The greatest common factor of 120 and 72 is 24 because the common factors of 120 and 72 are 1, 2, 3, 4, 6, and 24 and 24 is the largest of these. The rabbit could be feeding 120/24=<<120/24=5>>5 bunnies carrots
The rabbit could be feeding 72/24=<<72/24=3>>3 bunnies lettuce leaves.
This means that the rabbit must have a total of 5*3=<<5*3=15>>15 baby bunnies. Answer: \boxed{15}.
A rabbit is packing lunches for his children. He has 120 carrots and 72 leaves of lettuce. If he is giving each bunny the same number of carrots and the same number of leaves of lettuce, how many baby bunnies must he have. He will have no extra vegetables after he packs the lunches.
3 answers
15 is not an option
Apologies for the confusion. Let's reassess the problem. Since the rabbit is giving each bunny the same number of carrots and leaves of lettuce, we need to find the common factors of 120 and 72.

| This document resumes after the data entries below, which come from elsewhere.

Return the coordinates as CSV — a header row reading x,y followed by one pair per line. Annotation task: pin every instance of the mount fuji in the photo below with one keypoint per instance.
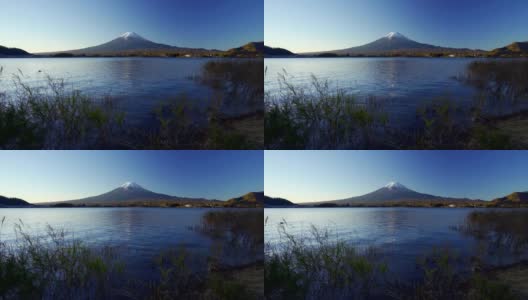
x,y
127,42
393,192
128,192
393,42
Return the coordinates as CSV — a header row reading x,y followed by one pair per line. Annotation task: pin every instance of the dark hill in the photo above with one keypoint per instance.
x,y
4,51
269,51
4,201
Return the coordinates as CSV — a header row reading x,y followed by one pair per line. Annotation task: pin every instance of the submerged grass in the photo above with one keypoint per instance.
x,y
323,116
320,117
55,117
54,265
322,266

The prime factorization of 120 is $2^3 \cdot 3 \cdot 5$.
The prime factorization of 72 is $2^3 \cdot 3^2$.
The common factors of 120 and 72 are $2^3 \cdot 3 = 24$.
Therefore, the rabbit must have 24 baby bunnies. Answer: $\boxed{24}$.
The prime factorization of 120 is $2^3 \cdot 3 \cdot 5$.
The prime factorization of 72 is $2^3 \cdot 3^2$.
The common factors of 120 and 72 are $2^3 \cdot 3 = 24$.
Therefore, the rabbit must have 24 baby bunnies. Answer: $\boxed{24}$.